Another powerful feature of the patterns translation module is nested matching:
<?xml version="1.0"?> <instances> ... <instance id="example" ... > ... <translations> <translation module="normalize"/> <translation module="patterns"> <pattern type="regex" match="^create table .*"> <pattern type="string" from=" tinytext," to=" varchar2(254),"/> <pattern type="string" from=" mediumtext," to=" varchar2(1023),"/> <pattern type="string" from=" longtext," to=" clob,"/> </pattern> <pattern type="regex" match="^select .*,oldvalue,newvalue,.* from ticket_change .* union .*"> <pattern type="string" from=",oldvalue,newvalue," to=",to_char(oldvalue),to_char(newvalue),"/> </pattern> </translation> </translations> ... </instance> ... </instances>
In this example...
The first pattern-translation replaces:
- the tinytext column type with varchar2(254)
- the mediumtext column type with varchar2(1023)
- the longtext column type with clob
But the replacements are only done in create table queries.
It's unlikely that those patterns would show up in other queries, but not impossible. Also, the translation is made more efficient by the initial match, as it will bail immediately if the query is something other than a create table, rather than having to scan the entire rest of the query.

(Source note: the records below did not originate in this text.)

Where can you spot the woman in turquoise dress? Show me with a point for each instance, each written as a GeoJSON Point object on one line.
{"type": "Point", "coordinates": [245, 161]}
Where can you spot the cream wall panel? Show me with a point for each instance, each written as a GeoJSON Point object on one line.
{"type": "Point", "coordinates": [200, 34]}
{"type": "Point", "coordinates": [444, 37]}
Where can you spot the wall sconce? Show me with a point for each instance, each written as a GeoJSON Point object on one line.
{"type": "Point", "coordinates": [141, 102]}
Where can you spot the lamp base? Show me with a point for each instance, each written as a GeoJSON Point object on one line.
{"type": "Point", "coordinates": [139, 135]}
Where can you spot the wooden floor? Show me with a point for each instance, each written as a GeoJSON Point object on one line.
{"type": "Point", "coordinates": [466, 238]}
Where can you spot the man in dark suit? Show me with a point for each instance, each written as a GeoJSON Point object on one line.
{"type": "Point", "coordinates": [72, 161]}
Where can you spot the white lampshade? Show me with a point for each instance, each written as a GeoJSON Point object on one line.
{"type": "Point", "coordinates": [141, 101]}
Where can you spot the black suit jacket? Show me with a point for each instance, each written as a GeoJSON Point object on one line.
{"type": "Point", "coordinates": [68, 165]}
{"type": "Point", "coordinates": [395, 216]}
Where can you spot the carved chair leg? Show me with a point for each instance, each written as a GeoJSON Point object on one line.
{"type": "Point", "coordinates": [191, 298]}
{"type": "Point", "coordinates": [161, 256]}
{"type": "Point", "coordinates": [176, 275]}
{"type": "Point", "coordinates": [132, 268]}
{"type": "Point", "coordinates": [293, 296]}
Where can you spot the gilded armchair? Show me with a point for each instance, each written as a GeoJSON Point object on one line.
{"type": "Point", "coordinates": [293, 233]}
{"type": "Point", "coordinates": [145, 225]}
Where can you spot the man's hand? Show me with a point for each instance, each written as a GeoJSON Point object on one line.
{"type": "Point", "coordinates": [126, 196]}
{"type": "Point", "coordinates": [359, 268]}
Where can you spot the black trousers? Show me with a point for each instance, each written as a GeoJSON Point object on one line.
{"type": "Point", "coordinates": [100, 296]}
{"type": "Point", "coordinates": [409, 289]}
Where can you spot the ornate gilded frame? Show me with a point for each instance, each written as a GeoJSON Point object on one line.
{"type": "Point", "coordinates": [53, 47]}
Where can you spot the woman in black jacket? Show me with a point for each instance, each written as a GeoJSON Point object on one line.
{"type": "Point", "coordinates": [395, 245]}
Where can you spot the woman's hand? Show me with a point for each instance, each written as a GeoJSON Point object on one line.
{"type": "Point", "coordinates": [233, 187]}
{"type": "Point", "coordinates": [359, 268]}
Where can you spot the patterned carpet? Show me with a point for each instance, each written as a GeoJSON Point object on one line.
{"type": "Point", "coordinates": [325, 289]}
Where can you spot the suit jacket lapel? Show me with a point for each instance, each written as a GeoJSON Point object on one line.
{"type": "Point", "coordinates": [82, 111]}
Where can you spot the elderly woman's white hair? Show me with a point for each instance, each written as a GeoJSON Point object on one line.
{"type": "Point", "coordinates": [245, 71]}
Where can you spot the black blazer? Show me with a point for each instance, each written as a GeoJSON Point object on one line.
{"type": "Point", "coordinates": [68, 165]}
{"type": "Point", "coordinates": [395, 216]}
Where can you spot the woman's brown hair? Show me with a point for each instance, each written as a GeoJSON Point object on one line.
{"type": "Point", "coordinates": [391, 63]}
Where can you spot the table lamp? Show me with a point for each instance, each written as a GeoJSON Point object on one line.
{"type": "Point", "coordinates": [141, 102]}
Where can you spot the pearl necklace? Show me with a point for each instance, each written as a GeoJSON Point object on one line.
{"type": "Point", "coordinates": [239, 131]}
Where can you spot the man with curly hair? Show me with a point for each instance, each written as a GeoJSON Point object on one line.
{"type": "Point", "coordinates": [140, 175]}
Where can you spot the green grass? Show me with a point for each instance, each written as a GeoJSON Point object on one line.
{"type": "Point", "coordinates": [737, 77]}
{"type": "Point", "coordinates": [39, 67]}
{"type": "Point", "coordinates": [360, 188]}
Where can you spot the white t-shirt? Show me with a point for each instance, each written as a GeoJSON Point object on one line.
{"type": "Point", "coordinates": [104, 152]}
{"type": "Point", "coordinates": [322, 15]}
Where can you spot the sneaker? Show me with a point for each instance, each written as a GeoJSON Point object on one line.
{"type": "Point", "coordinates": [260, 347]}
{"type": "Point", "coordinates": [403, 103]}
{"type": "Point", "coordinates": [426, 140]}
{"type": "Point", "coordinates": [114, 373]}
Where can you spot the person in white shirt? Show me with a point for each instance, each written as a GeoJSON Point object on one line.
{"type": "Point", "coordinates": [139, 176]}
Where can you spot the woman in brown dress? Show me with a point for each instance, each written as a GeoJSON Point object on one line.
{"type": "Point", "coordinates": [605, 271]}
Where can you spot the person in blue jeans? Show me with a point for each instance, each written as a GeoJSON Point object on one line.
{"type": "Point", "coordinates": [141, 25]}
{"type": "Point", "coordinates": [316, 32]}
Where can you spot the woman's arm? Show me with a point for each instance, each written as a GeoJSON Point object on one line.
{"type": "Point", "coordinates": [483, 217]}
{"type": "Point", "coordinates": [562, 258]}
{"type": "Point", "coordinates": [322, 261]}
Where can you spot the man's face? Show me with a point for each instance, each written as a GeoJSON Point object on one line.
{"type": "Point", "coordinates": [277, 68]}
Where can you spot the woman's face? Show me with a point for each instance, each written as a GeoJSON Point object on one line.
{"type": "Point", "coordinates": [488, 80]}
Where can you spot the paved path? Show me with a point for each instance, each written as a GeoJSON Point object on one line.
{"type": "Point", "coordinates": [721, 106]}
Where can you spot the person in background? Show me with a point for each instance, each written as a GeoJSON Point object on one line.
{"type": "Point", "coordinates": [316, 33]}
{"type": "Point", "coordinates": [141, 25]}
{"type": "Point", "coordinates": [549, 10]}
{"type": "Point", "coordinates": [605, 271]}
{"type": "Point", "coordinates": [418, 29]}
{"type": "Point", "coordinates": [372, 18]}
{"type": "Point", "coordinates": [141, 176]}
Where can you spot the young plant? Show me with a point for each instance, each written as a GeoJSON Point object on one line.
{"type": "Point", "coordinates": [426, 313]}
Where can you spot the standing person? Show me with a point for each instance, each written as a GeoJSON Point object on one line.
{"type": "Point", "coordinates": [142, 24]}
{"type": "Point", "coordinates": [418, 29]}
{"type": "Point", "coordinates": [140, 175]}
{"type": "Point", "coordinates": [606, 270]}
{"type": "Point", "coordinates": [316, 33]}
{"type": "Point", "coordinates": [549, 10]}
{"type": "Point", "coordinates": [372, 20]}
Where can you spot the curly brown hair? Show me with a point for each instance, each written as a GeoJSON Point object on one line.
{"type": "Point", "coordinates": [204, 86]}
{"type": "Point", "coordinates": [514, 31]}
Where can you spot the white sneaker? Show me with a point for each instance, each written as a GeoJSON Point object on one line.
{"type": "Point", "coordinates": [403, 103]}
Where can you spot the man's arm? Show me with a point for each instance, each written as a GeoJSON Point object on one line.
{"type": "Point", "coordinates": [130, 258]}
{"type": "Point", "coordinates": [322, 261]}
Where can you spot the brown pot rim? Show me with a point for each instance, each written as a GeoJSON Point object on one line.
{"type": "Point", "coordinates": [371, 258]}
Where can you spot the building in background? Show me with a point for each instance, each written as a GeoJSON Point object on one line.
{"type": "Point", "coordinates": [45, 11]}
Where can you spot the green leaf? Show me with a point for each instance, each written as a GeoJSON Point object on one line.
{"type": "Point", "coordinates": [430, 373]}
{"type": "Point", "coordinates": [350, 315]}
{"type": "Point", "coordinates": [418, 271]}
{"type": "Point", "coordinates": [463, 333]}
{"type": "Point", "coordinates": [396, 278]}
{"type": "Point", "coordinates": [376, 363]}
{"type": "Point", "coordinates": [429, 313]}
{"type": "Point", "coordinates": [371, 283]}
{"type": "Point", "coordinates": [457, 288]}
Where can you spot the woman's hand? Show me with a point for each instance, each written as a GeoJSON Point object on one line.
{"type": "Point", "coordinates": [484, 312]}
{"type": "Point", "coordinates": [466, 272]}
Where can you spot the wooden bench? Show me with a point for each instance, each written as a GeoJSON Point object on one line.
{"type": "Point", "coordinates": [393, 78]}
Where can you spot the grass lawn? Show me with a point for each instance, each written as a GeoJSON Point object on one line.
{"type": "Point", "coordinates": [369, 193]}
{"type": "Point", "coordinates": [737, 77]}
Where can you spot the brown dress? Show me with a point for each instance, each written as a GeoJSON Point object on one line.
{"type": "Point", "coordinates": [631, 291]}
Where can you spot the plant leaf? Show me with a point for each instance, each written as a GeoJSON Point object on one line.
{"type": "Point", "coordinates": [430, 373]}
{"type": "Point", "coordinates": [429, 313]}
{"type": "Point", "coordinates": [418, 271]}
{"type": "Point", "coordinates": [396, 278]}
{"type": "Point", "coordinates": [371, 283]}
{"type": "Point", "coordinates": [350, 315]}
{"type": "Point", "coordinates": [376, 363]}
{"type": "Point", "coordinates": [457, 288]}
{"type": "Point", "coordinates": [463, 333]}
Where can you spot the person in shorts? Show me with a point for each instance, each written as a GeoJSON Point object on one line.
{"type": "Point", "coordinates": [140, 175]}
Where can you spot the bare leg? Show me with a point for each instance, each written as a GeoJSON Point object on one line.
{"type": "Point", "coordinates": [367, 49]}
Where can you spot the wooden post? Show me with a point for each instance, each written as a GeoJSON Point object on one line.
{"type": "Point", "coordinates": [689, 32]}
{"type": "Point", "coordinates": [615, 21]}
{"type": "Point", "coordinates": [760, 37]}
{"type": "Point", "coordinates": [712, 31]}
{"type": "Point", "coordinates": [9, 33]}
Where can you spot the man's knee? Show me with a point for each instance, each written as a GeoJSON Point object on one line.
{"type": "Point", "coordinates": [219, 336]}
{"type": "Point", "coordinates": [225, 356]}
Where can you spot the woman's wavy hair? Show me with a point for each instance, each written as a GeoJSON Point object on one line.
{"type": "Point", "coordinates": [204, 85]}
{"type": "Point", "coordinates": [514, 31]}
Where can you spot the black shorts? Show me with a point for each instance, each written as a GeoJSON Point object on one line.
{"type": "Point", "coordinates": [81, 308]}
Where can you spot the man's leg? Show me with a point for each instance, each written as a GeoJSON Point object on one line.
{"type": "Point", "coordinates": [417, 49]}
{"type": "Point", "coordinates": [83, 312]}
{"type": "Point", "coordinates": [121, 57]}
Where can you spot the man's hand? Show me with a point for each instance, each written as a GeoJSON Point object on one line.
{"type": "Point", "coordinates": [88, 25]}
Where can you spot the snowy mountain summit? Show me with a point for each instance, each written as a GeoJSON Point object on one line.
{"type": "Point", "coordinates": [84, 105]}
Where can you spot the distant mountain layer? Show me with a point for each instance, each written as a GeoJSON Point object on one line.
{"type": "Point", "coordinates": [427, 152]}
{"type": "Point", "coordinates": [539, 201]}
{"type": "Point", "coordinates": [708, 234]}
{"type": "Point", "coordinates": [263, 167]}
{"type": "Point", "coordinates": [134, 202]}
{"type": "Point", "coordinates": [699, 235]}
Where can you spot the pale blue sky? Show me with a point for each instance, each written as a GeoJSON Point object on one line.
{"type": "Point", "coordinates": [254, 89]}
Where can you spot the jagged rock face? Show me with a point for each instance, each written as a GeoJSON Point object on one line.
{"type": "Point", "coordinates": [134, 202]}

The second pattern-translation basically wraps oldvalue and newvalue with to_char(), but only in a very specific query. This is a good example of how the patterns translation can help run an app written for one type of database against a different type of database. One-off query translations are often necessary in these cases.
Note that in these examples, the outer pattern tags have a match attribute rather than from/to attributes. When doing nested matching, outer tags use the match attribute to grab pieces of the query, and pass them down to nested tags.
The type, scope, and global attributes are valid for outer pattern tags, but the from and to attributes are ignored in any pattern tag with a match attribute.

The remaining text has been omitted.